Received political wisdom in Rhode Island says the coastal and metro areas are more liberal, while the state’s interior towns elect Republicans. These are areas that don’t see a strong Democrat opposition, where Republicans have long held sway without much effort. After all, with Democrats controlling state government for close to 100 years now, why bother running up the score? That did not stop some local Democrats from running aggressive campaigns in their own town, however.
“We really wanted to give people in Scituate a choice this year,” says Alicia Ann Kelley, chair of the town Democrat party. “If they wanted to vote Democrat, they had six plus one [candidates].” Scituate is known as the most Republican town in the state. In an inverse of state government, the local GOP has had a controlling majority in the town council for almost a century. Democrats ran seven full candidates (one was a registered Independent) for city council, candidates for town clerk, town moderator, house district 41 and school committee.
Only former councilman Mike Marcello won a seat on the town council, placing sixth among all vote-getters. He was the last Democrat to be elected on the council in 2006, before running for General Assembly in 2008. Marcello actually ran against Nicholas Mattiello in 2014. On the school committee side, Scituate Democrats scooped up both seats up for election this year, giving Democrats a majority control, 3-2.
“This is a big deal,” says Kelley. “We haven’t had a majority on any elected board for decades if not 100 years.” Twenty-three million dollars out of the town’s $37 million goes toward schools, around 62% as of the last publicly available budget. It’s a similar situation in most Rhode Island towns, and it empowers local Democrats to do a lot more than before. “We as Democrats will be able to shine, showing that we’re gonna bring down the structural deficit, bring technology to schools, and fortify our CTE program,” says Kelley.
The perception is that Scituate is a Republican stronghold, but the actual data shows different. Twenty-five percent of voters are registered Republicans, 23% are registered Democrats, and 50% of voters in Scituate are unaffiliated.

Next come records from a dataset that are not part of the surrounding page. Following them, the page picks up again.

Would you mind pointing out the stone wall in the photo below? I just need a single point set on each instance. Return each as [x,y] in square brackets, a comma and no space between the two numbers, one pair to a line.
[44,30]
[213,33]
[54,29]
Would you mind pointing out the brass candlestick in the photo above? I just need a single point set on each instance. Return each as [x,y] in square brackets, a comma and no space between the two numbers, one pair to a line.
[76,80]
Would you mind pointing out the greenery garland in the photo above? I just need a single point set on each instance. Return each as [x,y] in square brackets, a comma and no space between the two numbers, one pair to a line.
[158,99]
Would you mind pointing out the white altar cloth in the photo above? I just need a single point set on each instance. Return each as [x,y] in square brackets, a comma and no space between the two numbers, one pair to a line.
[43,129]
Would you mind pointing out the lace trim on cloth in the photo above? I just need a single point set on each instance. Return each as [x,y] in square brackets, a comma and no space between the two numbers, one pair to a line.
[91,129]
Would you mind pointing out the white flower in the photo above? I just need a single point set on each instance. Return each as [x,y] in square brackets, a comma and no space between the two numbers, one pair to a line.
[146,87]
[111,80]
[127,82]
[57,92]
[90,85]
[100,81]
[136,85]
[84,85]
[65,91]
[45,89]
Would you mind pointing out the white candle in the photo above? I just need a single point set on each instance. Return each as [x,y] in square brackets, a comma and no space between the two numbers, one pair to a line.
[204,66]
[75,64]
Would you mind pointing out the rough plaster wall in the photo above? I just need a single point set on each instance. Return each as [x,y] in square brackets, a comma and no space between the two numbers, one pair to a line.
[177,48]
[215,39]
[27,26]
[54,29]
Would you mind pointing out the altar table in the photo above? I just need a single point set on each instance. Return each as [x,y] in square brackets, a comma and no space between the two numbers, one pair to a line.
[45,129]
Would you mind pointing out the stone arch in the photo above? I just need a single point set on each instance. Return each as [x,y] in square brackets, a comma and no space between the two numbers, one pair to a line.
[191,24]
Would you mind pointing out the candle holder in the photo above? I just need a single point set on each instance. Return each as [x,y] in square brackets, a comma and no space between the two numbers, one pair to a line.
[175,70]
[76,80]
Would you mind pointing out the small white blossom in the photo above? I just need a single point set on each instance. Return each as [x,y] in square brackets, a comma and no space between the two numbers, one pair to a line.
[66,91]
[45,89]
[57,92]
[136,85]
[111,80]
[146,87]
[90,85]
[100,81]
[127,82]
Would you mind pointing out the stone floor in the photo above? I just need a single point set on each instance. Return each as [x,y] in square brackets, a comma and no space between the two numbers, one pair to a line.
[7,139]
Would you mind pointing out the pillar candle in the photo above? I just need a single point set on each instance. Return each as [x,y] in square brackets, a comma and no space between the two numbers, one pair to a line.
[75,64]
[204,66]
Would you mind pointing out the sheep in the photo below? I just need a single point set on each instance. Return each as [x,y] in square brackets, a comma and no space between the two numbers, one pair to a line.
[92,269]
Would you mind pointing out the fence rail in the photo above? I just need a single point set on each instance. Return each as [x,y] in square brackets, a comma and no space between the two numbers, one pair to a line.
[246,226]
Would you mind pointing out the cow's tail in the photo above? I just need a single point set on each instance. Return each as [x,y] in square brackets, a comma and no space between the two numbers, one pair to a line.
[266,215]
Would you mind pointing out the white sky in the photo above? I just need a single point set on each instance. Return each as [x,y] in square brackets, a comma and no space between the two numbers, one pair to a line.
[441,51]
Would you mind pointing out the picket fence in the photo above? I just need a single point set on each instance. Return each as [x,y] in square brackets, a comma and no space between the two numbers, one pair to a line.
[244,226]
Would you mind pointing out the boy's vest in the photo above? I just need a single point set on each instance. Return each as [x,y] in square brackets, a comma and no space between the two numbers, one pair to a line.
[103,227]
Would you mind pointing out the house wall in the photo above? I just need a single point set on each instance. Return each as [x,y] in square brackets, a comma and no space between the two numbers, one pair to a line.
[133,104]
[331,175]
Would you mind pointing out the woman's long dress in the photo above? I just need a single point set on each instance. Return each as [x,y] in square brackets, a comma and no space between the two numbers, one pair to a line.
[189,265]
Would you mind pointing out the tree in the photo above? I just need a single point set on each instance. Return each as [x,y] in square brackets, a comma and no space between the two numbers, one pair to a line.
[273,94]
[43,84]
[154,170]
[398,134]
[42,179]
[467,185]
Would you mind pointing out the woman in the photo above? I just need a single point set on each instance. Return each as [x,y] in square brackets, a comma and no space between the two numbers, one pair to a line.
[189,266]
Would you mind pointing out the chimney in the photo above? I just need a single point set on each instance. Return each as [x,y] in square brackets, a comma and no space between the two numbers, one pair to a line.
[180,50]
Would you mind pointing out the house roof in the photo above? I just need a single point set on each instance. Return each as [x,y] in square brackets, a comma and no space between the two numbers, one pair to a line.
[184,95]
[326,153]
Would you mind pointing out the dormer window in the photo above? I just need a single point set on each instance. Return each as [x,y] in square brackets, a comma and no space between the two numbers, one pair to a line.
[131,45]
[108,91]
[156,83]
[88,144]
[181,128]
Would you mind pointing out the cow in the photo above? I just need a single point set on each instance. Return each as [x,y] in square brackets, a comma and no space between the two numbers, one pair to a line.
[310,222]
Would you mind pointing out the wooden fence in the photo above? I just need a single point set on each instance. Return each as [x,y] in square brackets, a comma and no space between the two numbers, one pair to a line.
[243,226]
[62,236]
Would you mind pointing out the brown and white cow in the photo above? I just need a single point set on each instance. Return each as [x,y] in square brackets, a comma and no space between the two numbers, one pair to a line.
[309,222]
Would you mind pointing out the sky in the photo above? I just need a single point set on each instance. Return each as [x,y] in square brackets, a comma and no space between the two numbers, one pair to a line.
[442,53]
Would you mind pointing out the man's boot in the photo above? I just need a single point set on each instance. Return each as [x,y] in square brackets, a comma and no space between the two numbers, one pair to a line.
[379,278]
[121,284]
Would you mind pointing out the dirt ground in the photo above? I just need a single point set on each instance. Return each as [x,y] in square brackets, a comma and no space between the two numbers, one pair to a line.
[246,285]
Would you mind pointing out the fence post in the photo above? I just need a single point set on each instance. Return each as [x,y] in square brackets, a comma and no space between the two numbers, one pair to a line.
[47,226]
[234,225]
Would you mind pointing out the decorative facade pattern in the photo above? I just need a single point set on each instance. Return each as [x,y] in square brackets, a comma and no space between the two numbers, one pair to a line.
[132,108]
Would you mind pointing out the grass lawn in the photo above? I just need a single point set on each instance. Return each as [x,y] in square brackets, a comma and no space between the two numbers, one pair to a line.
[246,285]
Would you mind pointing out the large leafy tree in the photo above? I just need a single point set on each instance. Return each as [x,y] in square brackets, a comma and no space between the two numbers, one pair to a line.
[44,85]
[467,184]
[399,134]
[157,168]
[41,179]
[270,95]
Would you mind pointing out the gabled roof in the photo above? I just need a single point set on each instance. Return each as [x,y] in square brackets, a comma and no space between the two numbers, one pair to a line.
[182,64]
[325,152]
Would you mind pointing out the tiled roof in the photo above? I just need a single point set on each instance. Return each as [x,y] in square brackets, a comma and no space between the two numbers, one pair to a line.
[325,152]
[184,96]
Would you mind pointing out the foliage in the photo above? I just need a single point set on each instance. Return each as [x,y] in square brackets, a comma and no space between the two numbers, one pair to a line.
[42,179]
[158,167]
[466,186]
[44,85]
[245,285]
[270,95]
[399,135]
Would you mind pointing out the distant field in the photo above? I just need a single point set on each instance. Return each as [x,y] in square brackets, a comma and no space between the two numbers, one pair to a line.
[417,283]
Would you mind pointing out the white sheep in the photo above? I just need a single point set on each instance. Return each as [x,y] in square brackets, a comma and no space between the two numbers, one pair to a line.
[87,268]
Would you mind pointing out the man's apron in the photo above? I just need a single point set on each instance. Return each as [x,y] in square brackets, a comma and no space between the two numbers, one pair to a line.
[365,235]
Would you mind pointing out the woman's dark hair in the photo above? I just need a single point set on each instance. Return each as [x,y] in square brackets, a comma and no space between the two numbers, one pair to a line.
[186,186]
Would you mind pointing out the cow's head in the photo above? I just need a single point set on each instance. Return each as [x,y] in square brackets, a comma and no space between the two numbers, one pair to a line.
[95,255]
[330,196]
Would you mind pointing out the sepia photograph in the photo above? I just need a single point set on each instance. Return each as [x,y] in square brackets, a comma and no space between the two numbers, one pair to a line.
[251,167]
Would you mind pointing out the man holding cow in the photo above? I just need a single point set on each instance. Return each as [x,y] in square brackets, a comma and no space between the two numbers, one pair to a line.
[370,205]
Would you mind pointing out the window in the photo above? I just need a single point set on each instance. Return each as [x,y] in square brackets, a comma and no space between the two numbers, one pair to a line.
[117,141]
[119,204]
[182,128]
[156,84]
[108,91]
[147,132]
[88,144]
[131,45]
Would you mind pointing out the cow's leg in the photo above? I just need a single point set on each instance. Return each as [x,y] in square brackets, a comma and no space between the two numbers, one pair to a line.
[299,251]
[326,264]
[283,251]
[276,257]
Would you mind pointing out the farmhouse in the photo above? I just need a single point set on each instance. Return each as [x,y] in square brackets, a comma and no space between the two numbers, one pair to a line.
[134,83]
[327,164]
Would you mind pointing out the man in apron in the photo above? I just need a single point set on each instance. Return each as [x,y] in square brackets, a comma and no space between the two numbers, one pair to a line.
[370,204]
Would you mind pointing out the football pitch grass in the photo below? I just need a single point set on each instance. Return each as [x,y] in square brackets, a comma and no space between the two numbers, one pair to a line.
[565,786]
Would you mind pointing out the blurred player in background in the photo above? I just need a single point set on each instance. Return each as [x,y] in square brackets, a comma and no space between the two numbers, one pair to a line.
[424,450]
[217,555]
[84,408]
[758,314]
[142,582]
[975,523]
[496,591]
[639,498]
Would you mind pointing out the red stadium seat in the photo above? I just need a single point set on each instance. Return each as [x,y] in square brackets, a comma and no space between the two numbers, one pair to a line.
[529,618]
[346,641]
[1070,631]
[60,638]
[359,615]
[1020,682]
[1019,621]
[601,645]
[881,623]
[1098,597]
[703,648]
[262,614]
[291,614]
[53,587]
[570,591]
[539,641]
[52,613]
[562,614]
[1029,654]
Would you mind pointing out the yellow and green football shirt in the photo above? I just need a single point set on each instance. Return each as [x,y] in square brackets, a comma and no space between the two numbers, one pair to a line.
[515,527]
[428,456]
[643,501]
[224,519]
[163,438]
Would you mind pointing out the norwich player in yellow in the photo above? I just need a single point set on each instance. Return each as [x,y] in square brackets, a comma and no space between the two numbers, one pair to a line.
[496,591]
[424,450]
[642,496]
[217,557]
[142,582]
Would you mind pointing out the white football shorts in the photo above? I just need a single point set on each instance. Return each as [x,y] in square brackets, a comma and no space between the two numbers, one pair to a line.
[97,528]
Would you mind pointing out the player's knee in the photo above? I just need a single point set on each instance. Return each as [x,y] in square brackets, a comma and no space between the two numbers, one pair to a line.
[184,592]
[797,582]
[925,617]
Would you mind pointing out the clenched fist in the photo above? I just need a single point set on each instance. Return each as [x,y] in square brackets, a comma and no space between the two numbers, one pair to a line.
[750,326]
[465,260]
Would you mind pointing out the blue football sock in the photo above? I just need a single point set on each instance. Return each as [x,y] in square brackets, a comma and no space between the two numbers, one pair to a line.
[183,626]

Kelley ascribes it to the state’s unique semi-open primary system, which results in a lot of voters who aren’t locked in by their party. “It comes back to service for the town,” she says.
Elsewhere in Rhode Island this cycle, Megan Cotter ran a close campaign against Republican Justin Price for House District 39. District 39 (like many outside the metro area) covers multiple towns: most of Exeter, all of Richmond and the northern sliver of Hopkinton. Races were close across the board in the area. Joe Biden only got three more voters than Donald Trump in Richmond, for example, and in Exeter, Trump only received 35 more votes than Biden. Congressman Jim Langevin also only won Exeter by 11 votes, but lost Richmond to challenger Robert Lancia by 9.
“I don’t think it matters if you’re liberal, progressive, conservative,” says Cotter, “if you’re talking about the things they want to hear, and the things you care about.” She characterizes her district as less conservative and more willing to be anti-establishment at the local level, finding instances where a voter voted for Trump but also for Cotter. Cotter ascribes it to voters willing to break more with the party at the local than national level. She may not be wrong; she only lost by a slim margin of 321 votes, dominating in early voting and mail ballots.
Cotter ran a positive campaign, running on the issues. Down in her district, solar farms and schools are the big issues. Residents of the towns are broadly against clear cutting, the practice of removing trees and replacing them with solar farms. Other issues she ran on include legalizing marijuana, raising the minimum wage and 100% renewable energy by 2030.
When asked by Motif if she’d run again in 2022, Cotter declined to give a definitive answer. The wounds are a little fresh and she’s adjusting to re-entering life from campaign mode. “I’m not committing to running again,” she says. “But I’m not not committing either.”
Kelley, too, declined to comment on any future election plans, but suffice to say there are some Democrats out there who are not willing to write off the rural areas.